The meeting will be held in Vienna on 23-24 February, exactly one year after Russia invaded Ukraine. All members of the Russian delegation announced so far are on sanction lists of the European Union according to Der Standard.
As the host to the OSCE headquarters, Austria must allow all delegates from all participating states to enter Austria, said Schallenberg who also regretted the meeting’s planned date as “a very unfortunate one”.
“But at the same time, we must not disregard the fact that we need platforms. The OSCE has never been an organisation of like-minded people,” he told the Austrian Public Broadcast’s show Zeit im Bild in an interview on Sunday evening.

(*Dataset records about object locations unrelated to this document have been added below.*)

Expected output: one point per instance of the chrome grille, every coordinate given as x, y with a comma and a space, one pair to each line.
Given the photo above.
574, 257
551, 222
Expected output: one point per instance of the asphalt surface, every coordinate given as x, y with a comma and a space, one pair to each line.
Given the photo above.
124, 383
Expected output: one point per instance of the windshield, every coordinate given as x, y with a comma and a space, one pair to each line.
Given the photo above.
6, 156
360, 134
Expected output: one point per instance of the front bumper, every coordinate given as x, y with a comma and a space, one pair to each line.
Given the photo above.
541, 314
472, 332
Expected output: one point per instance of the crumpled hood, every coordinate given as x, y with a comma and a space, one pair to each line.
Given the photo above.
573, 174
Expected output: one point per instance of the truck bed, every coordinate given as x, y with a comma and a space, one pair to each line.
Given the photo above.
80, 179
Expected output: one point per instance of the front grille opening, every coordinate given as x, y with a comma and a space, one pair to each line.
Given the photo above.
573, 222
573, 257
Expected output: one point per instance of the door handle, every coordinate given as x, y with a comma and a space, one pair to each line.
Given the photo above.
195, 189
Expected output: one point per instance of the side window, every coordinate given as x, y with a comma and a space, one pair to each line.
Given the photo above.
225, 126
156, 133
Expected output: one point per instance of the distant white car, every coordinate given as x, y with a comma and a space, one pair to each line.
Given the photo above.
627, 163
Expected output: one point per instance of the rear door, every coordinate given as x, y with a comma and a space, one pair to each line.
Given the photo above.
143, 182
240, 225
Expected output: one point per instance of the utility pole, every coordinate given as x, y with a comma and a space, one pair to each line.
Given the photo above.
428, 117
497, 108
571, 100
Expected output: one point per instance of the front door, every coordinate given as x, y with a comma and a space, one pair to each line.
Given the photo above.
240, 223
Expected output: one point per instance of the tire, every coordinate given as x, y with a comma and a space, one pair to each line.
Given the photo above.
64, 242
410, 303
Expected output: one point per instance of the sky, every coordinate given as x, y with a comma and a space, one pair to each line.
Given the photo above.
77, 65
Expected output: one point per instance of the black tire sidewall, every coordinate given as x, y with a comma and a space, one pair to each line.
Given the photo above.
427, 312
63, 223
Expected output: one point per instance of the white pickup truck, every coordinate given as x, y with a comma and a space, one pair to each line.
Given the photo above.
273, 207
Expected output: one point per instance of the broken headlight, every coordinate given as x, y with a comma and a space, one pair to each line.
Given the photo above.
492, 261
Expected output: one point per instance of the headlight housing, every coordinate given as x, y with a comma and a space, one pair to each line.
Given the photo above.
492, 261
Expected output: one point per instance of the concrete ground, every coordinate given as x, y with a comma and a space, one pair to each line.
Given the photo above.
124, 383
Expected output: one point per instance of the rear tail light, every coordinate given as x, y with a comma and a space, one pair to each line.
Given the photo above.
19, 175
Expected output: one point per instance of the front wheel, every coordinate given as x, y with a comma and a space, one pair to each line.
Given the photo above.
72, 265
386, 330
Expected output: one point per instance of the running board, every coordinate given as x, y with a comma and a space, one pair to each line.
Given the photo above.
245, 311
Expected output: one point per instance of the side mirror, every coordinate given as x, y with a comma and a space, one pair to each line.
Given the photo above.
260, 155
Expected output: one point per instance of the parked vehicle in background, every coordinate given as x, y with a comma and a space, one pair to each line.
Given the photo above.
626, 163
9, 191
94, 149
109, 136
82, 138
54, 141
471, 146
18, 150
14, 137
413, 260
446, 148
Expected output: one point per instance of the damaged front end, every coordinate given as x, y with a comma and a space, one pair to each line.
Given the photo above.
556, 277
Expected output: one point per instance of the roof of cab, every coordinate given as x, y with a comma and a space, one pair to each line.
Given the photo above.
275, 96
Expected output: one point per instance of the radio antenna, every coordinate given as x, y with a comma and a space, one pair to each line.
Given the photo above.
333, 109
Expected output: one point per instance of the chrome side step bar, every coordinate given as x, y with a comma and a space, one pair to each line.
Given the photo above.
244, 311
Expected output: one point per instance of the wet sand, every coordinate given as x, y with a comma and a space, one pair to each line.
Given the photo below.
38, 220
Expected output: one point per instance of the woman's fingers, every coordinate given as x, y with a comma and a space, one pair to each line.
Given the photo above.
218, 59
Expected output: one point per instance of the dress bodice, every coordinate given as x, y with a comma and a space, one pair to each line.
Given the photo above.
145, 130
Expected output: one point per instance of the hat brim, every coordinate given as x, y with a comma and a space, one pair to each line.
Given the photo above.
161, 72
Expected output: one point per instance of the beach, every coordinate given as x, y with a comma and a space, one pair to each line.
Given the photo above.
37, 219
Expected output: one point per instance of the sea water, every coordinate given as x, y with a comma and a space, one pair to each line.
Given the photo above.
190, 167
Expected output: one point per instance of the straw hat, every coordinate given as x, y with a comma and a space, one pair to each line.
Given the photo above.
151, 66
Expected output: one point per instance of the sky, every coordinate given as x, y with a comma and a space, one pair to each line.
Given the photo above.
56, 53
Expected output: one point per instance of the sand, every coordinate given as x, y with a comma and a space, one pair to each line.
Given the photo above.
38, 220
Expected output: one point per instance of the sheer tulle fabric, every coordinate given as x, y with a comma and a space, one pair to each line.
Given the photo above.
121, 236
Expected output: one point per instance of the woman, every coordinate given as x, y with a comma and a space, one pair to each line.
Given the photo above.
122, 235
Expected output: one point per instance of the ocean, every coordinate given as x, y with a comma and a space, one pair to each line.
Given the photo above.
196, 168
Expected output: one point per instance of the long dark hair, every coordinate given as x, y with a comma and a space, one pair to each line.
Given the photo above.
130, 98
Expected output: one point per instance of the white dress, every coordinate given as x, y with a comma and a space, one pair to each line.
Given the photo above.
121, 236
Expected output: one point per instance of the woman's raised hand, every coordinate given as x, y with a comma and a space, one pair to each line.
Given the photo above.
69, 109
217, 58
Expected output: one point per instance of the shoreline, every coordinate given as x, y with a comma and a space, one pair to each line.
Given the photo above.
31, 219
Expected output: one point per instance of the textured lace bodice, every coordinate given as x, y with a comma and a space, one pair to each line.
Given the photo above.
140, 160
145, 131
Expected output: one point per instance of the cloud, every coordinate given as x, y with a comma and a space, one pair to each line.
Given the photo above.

Every relationship and every conversation with Russia would be difficult, “but we have to stay in dialogue”, he said. “Because at some point, hopefully, diplomacy will be given space again.”
Among the countries that called on Austria to prevent Russian officials from entering the country, Lithuania even threatened to boycott the meeting if Austria were not to even consider the call.

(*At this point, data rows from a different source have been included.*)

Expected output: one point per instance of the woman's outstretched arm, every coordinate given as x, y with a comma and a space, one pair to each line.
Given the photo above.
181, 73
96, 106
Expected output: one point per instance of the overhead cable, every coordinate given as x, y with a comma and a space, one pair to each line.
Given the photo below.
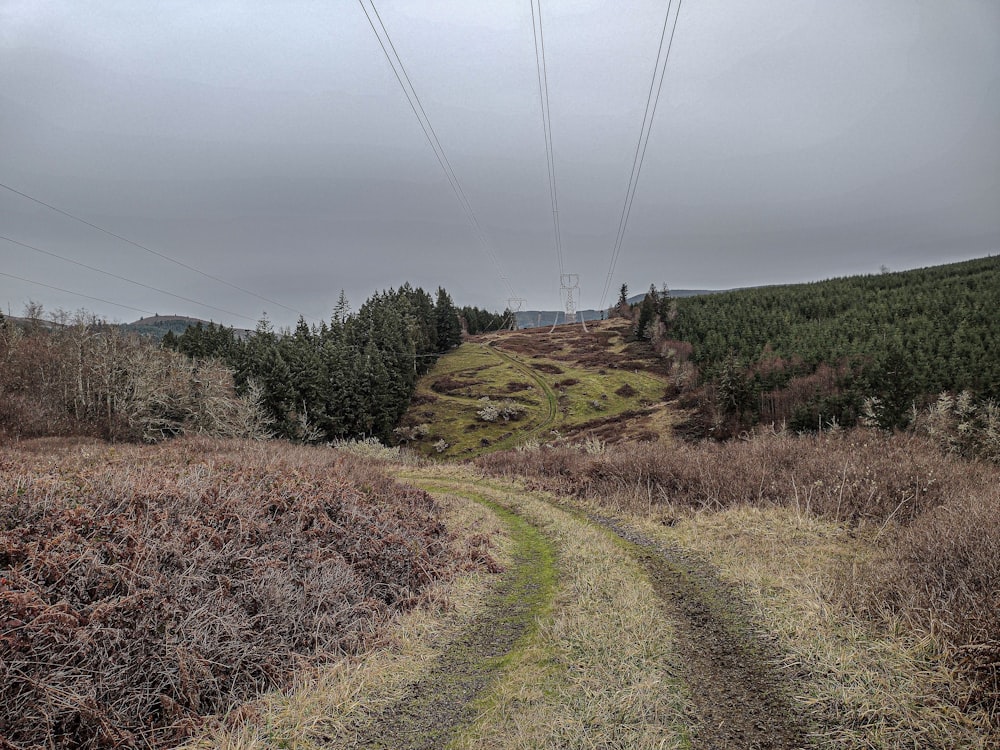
122, 278
76, 294
543, 95
158, 254
396, 63
659, 72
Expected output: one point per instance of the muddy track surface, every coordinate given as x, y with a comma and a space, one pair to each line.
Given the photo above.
740, 702
552, 400
439, 704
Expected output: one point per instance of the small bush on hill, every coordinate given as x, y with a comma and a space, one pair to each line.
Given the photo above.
934, 518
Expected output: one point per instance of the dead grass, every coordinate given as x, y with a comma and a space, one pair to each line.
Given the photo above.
601, 670
335, 704
142, 588
913, 569
864, 686
859, 476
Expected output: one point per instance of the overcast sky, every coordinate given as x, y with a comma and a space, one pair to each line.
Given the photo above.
270, 145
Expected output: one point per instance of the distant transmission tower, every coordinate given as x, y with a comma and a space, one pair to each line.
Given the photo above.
569, 288
514, 304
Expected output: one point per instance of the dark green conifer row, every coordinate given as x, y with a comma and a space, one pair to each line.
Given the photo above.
349, 378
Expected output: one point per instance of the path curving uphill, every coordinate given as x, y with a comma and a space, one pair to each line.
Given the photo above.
435, 707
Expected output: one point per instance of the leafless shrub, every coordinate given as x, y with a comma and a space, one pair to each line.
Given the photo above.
960, 425
144, 587
848, 475
95, 380
934, 518
941, 574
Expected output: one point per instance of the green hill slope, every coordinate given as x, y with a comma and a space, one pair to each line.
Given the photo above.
898, 336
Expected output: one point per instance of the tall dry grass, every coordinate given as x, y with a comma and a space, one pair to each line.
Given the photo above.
142, 588
849, 476
933, 519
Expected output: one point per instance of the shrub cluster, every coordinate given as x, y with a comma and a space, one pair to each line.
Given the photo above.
145, 587
848, 476
934, 518
92, 379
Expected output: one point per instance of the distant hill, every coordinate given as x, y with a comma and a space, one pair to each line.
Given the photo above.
535, 318
156, 326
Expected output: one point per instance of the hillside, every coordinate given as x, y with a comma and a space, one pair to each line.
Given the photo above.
539, 318
813, 353
504, 389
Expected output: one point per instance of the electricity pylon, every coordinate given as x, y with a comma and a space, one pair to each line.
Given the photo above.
514, 304
569, 287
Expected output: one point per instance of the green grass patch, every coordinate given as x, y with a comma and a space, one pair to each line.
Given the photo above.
556, 398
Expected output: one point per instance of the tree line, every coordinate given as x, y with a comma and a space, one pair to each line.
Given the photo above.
865, 347
350, 377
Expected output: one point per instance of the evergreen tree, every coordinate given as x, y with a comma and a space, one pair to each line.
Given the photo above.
449, 327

“Our delegation will probably not be able to go there and sit in the same room with the people who should be standing before a special military tribunal because those people are directly responsible for initiating the war,” the leader of the Lithuanian delegation Vilija Aleknaitė-Abramikienė told reporters at the Lithuanian parliament on Friday, LRT reported.
Speaking about Lithuania’s announced boycott, Schallenberg said during the Zeit im Bild interview that it would be “a pity” for the OSCE parliamentary assembly, which brings together parliamentarians from the OSCE countries, to be so “emotionally overloaded” while the OSCE ambassadors’ meeting would take place every Tuesday in the Hofburg palace in Vienna.
It would also be of value to show how isolated Russia had become, Schallenberg added, as he made clear there is “no return to the status quo ante” with someone like President Vladimir Putin.
Still, it would be important that the Austrian nation distinguishes “between Putin, his system and his henchmen and Russia, its history, its culture and also its people”, he added.
The OSCE is currently struggling to get its 2023 budget approved due to a lack of cooperation from Russia. This has left the organisation struggling with its mandate and to make key decisions such as who will hold future rotating chairmanships.
In addition, there is no mechanism within the OSCE to remove Russia or place limitations on them, meaning the requests for banning Russian officials seem unlikely to be heard.